III.6.1 Pemeriksaan Klinis
Anamnesis tinea korporis akan ditemukan keluhan ruam yang gatal di badan, mengenai kulit berambut halus (jaringan kulit glabrosa), keluhan gatal terutama bila berkeringat. Pada pemeriksaan fisik, secara klinis tampak lesi berbatas tegas, polisiklik, tepi aktif karena tanda radang lebih jelas, dan polimorfi yang terdiri atas eritema, skuama, dan kadang papul dan vesikel di tepi, normal di tengah (central healing).4,16
III.6.2 Pemeriksaan Penunjang III.6.2.1 Pemeriksaan KOH
Metode dengan pemeriksaan sediaan langsung kerokan kulit. Pengambilan sampel terbaik di bagian tepi lesi aktif. Spesimen diteteskan larutan KOH 20% (dan dapat ditambahkan tinta parker blue black untuk visualisasi, spesifisitas dan sensitivitas yang lebih baik), ditutup dengan kaca preparat dan dipanaskan dengan api kecil untuk memfiksasi preparat. Sediaan kemudian diperiksan menggunakan mikroskop.1
Larutan KOH dan pemanasan dengan api kecil melunakkan keratin dan memperjelas dermatofita. Temuan pemeriksaan KOH akan tampak hifa panjang bersepta dan bercabang, dan/atau artrospora. 1
Gambar 2.1 Pemeriksaan KOH menunjukkan hifa panjang bersepta dan bercabang.
III.6.2.2 Kultur
Metode dengan medium agar Sabouraud, terbuat dari 4% peptone, 1% agar glukosa, dan air. Hasil kultur terbaik menggunakan Modified Sabouraud medium, dengan penambahan kloramfenikol, cycloheximide, dan gentamicin. Medium agar ini memfasilitasi pertumbuhan dermatofita, dan menghambat pertumbuhan bakteri yang dapat merancukan hasil kultur. 1,4
Teknik pengambilan pada suhu 28 oC selama 1-4 minggu.Temuan pemeriksaan kultur akan tampak morfologi mikroskopis makrokonidia dan mikrokonidia, dengan karakteristik topografi dan pigmentasi yang tampak pada hasil kultur. Kultur tidak harus selalu dikerjakan kecuali pada tinea unguium. Karakteristik mikroskopis dermatofita terangkum sebagai berikut:1
Genus Trichophyton: mikrokonidia berdinding halus, makrokonidia non-diagnostik.

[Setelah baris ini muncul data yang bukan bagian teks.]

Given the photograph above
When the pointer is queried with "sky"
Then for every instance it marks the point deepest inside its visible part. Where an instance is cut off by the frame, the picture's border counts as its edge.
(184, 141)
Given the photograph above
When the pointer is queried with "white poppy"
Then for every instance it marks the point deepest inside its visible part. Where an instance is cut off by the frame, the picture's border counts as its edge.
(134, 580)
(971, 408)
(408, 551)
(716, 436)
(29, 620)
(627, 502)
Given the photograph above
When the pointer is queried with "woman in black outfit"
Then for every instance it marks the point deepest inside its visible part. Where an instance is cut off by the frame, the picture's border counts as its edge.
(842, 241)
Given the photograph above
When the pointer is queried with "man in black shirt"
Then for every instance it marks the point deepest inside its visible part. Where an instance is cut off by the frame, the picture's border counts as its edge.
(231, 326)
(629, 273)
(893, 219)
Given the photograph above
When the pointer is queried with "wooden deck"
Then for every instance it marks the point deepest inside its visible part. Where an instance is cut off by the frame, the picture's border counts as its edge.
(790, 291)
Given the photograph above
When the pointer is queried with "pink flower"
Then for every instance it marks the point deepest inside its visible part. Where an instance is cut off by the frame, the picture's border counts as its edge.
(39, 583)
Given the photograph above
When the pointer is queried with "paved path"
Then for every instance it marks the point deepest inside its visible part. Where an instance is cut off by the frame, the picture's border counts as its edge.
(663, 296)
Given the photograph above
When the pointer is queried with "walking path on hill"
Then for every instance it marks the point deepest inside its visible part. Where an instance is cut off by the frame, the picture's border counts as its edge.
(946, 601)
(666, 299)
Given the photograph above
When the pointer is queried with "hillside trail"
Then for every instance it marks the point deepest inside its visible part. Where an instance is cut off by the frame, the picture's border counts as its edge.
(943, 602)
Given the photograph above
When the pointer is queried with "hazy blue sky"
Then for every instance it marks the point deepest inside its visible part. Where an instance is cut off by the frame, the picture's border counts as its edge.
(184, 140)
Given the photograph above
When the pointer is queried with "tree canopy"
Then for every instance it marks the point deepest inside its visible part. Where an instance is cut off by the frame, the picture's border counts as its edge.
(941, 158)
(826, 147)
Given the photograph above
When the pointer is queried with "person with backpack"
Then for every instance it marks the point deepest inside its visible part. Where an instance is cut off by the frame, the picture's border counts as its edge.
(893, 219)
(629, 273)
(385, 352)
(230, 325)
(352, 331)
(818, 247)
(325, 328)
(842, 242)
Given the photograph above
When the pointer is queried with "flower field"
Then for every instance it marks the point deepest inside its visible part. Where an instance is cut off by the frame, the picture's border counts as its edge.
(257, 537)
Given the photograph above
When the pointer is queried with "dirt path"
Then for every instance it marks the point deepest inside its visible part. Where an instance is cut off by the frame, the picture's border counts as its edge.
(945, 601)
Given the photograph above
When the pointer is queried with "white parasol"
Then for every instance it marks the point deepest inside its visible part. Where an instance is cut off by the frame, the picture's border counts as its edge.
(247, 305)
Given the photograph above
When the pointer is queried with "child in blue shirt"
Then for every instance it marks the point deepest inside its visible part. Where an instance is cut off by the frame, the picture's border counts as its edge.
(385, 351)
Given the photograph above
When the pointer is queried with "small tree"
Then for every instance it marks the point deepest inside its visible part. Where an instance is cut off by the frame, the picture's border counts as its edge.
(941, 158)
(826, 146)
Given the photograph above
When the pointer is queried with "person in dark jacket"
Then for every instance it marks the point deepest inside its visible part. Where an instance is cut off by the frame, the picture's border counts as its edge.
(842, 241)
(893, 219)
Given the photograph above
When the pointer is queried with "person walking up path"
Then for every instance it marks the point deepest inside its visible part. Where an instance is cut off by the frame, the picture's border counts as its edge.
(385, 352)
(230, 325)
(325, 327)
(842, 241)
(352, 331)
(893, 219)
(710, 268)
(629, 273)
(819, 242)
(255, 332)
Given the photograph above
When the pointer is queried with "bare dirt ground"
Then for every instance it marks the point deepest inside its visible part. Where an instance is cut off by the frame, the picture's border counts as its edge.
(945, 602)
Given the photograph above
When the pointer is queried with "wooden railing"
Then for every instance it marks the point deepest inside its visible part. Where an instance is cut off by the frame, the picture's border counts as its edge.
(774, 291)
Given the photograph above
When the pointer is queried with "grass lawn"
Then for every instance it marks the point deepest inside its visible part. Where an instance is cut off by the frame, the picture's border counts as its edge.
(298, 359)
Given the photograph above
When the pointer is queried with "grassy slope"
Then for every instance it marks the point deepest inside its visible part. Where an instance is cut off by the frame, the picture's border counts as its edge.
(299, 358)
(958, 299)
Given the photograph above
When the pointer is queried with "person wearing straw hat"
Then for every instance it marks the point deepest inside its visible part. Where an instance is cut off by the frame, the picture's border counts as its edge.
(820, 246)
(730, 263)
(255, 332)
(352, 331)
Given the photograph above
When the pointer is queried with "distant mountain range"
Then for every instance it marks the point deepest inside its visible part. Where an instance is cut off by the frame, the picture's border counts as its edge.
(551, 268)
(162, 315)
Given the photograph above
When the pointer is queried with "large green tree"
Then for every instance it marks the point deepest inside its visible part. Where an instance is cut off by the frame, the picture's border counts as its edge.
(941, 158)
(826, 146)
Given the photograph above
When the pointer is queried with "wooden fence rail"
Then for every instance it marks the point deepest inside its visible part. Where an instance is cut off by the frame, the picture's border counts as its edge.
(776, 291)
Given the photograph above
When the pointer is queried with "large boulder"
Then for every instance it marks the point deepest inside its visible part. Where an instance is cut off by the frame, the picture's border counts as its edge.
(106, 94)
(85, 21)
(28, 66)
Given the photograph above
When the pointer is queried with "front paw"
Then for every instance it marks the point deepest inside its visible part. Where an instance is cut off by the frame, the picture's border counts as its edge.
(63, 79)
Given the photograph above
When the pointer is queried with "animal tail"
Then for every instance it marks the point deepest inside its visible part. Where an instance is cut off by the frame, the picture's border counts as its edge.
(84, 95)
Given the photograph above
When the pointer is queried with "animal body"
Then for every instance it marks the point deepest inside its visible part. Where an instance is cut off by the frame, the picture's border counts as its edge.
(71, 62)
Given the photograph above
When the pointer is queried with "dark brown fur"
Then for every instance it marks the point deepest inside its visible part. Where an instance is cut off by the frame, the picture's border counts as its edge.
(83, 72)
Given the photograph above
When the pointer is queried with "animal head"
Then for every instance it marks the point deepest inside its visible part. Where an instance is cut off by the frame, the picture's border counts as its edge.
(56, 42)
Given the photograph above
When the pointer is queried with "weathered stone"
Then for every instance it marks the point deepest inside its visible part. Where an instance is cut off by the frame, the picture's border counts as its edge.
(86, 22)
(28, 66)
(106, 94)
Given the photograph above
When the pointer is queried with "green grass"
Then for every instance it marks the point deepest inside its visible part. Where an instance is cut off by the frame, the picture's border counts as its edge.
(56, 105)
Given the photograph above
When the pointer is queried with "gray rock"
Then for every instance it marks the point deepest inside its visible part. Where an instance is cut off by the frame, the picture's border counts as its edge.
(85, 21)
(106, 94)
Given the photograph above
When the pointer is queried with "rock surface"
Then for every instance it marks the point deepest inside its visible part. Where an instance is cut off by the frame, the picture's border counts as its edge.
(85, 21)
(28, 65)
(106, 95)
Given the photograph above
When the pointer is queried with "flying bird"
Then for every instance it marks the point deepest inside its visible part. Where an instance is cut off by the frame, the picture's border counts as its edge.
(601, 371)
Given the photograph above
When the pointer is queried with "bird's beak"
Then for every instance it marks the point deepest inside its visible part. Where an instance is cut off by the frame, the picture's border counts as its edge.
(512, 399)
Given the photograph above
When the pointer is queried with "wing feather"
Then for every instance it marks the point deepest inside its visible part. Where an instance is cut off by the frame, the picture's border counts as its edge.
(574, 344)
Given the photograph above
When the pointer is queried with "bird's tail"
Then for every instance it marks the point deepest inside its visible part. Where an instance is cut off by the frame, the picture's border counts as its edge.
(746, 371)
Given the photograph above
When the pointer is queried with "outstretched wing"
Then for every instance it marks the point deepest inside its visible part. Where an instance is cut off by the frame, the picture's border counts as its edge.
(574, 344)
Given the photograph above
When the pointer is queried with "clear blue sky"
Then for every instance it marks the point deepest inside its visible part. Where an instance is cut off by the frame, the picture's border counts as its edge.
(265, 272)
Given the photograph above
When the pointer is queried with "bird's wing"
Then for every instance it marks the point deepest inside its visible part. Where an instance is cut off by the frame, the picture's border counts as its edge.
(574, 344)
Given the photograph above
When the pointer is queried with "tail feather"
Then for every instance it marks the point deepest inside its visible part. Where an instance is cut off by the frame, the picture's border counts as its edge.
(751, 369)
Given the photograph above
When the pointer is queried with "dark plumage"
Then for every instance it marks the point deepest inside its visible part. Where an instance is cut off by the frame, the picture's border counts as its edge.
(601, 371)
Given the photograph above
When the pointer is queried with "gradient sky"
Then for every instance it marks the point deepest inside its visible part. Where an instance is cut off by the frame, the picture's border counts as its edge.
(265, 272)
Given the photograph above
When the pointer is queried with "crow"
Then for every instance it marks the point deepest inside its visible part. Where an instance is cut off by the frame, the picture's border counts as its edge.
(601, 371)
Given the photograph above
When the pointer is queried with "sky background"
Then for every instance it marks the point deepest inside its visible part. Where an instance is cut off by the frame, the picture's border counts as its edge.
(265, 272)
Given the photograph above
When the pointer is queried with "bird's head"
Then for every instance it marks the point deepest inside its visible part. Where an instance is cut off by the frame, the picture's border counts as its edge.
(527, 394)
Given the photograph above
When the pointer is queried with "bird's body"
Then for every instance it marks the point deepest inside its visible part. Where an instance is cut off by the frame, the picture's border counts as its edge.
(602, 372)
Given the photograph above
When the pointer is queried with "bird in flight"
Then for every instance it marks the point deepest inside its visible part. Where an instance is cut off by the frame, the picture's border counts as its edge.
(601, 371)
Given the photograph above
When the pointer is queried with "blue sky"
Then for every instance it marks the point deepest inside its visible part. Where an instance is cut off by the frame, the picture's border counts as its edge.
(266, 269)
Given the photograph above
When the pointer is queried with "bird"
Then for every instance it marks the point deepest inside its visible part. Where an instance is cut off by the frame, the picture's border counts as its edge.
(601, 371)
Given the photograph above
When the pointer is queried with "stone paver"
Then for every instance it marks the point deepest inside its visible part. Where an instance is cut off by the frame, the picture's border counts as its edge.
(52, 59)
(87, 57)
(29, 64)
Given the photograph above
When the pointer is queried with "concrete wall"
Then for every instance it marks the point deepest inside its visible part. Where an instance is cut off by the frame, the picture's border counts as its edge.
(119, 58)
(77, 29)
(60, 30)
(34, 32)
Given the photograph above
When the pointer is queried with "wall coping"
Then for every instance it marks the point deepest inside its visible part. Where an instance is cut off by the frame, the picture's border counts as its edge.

Genus Microsporum: mikrokonidia non-diagnostik, makrokonidia berdinding kasar.
Genus Epidermophyton: mikrokonidia absen, makrokonidia berdinding halus.
III.6.2.3 Dermatophyte test medium
Metode dengan pemeriksaan sediaan kerokan kulit yang diambil dari bagian tepi lesi aktif.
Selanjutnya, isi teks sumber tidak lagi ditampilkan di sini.